El comisario jefe se adelantó
-¿Qué tal señora? Soy Antoñito, amigo de Bernardino de juventud... ¿verdad canalla? ¿Cuánto tenías cuando te conocí? ¡Ah, sí! ¡¡Dieciocho!!
La mujer comentó
-Ah! La edad en que tus padres murieron; el pobre tuvo que cuidar de su hermana. ¿Conoció usted a su hermana?
-No, lo siento
-Ahora es pediatra del hospital de la caridad. Hoy si sale pronto de guardia vendrá a comer con nosotros. Usted también va a quedarse ¿verdad?
-Bernardino, me encontró por la calle y me invitó a venir, justo antes de cruzar la calle ¿Verdad? Bernardino estaba agonizando de sudor y temblando como un espantapájaros.
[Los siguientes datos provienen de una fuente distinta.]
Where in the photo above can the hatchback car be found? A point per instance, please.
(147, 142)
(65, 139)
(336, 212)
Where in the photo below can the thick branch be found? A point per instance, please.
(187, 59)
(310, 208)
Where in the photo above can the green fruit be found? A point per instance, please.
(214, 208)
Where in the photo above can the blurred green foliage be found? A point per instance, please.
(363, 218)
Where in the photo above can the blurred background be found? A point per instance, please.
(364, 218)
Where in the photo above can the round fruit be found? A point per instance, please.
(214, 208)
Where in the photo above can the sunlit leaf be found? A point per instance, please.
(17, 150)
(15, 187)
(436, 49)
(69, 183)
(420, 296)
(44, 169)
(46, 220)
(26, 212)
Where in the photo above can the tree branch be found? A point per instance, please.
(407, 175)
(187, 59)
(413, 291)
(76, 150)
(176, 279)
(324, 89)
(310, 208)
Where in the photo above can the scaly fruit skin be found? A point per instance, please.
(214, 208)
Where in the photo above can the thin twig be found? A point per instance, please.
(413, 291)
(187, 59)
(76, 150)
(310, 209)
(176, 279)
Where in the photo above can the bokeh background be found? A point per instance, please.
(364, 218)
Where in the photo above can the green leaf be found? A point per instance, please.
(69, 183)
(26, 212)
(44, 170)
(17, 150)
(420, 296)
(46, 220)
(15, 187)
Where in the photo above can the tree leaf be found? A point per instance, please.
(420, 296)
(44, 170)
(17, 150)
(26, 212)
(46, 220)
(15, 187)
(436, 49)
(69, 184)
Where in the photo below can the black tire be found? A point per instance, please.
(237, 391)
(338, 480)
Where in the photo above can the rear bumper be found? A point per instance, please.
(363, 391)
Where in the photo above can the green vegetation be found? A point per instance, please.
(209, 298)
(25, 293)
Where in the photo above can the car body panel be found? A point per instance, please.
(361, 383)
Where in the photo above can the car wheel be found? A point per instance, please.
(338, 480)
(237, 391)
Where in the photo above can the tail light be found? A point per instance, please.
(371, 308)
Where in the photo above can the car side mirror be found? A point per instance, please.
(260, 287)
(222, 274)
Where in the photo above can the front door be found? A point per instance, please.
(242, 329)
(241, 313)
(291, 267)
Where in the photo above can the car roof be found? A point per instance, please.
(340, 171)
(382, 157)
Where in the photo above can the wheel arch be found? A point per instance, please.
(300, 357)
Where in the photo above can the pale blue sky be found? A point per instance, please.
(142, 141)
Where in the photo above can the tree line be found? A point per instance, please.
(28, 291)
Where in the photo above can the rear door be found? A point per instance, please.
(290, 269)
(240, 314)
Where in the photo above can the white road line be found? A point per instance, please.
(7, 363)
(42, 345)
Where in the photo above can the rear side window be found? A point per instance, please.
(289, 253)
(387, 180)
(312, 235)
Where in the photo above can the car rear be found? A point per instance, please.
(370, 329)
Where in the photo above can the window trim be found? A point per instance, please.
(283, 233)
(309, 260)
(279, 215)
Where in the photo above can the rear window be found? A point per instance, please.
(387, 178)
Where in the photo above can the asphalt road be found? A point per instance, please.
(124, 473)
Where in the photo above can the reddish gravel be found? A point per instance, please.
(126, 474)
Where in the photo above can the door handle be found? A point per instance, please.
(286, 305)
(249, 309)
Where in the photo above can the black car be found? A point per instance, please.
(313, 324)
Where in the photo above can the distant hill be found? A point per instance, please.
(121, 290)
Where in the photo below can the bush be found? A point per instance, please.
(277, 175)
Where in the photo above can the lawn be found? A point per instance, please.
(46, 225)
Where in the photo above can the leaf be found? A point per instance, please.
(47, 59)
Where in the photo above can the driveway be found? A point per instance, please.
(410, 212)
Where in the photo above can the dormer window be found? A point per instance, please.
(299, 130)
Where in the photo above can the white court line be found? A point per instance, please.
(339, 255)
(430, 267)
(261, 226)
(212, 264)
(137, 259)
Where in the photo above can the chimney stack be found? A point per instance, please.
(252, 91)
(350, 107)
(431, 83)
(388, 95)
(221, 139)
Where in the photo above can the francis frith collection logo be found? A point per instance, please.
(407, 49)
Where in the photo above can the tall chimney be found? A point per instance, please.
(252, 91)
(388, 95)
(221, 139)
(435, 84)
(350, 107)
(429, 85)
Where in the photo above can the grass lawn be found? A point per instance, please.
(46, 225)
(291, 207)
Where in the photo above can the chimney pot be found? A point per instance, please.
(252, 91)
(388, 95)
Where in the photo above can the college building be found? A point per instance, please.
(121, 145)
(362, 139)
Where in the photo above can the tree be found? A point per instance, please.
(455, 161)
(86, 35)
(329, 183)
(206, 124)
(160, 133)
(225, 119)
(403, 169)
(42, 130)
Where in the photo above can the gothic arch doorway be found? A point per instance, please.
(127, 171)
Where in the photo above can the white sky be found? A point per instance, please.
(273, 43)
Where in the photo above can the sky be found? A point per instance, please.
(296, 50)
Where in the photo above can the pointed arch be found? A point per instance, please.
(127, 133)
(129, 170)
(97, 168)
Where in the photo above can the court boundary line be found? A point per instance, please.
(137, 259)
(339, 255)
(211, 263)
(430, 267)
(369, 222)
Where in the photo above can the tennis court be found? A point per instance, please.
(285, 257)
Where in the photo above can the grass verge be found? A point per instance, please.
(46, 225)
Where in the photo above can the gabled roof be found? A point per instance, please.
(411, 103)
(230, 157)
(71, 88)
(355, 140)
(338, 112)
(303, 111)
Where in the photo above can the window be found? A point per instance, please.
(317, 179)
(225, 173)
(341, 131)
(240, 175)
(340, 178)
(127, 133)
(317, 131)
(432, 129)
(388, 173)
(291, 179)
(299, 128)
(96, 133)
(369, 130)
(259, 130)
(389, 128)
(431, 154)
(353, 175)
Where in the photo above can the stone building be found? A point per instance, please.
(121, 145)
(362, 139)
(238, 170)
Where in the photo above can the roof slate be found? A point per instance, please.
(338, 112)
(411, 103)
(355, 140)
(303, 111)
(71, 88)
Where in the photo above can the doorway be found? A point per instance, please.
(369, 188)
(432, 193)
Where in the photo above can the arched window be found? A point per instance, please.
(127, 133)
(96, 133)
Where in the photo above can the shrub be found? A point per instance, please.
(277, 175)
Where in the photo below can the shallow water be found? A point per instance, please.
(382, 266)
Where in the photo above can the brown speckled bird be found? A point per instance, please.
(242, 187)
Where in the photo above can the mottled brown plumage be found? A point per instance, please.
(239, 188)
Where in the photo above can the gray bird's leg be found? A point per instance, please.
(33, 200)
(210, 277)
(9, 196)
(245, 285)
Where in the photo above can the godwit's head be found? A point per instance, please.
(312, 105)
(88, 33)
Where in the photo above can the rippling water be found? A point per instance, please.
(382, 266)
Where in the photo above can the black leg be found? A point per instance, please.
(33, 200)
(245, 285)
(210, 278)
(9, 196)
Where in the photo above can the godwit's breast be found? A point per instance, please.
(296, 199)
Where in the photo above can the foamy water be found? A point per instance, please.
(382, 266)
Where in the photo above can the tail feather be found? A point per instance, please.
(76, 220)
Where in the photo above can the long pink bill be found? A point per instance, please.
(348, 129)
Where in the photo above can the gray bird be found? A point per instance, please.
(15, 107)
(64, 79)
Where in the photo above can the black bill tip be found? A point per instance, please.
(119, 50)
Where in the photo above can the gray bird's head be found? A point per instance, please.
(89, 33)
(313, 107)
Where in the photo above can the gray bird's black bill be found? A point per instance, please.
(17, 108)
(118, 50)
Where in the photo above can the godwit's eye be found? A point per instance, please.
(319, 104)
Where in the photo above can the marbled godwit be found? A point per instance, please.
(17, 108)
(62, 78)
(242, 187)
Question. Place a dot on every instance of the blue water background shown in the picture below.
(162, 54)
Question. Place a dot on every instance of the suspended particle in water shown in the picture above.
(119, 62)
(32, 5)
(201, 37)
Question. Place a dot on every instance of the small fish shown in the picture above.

Solo asintió con la cabeza mientras su tic se aceleraba hasta velocidades nunca vistas. La mujer muy galante quitó el abrigo al policía.
-Pesa mucho...
-No se preocupe señora llevo un objeto de metal en un bolsillo.
La cena de Navidad fue cordial, el comisario habló de su conocimiento de la Ciudad y la mujer no paró de coger la mano a Bernardino que callado y pálido no probó ni un solo bocado en toda la noche. Un rato más tarde llego la hermana, con una bufanda gigante y una caja de frutas escarchadas. A los postres apareció la caja que Bernardino había comprado en la pastelería; era una tarta con una inscripción “felicidad”... brindaron, rieron, el comisario explico mil anécdotas que nunca había explicado antes y Bernardino lloró un poco y calló. Al finalizar la cena el comisario miro su reloj, se levantó y como poseído por un extraño poder también Bernardino.
-Señora, señorita han sido ustedes muy amables y he pasado la mejor noche buena de mi vida. Debo ahora volver a casa. Tengo cosas que hacer.
-Vuelva cuando quiera. Me gusta que a Bernardino le visiten los amigos; es tan Bueno.
Bernardino acompañó al comisario hasta la Puerta.
-Déjeme unos instantes, me despido y le acompaño, por favor no me espose, no huiré.
El comisario le miro a los ojos, - Eres Zapatero, ¿verdad?
-Sí, ¿Cómo lo ha sabido?
-Sois gente modesta... con ropa modesta... pero todos llevabais zapatos Nuevos. Dime Bernardino... por qué preguntas por unas esposas si tienes tú la mejor del mundo.
El comisario jefe Puertos abrió la Puerta miro los ojos azules llorosos pestañeando y dijo en voz medio baja “felicidad”...
Salió a la calle, había empezado a nevar, se alejó con un saludo... pensó, “no estaría mal enamorarme” y mientras se encogía por el frio de la noche... sonrió para sí... en su interior resonaba una frase “Caso cerrado”.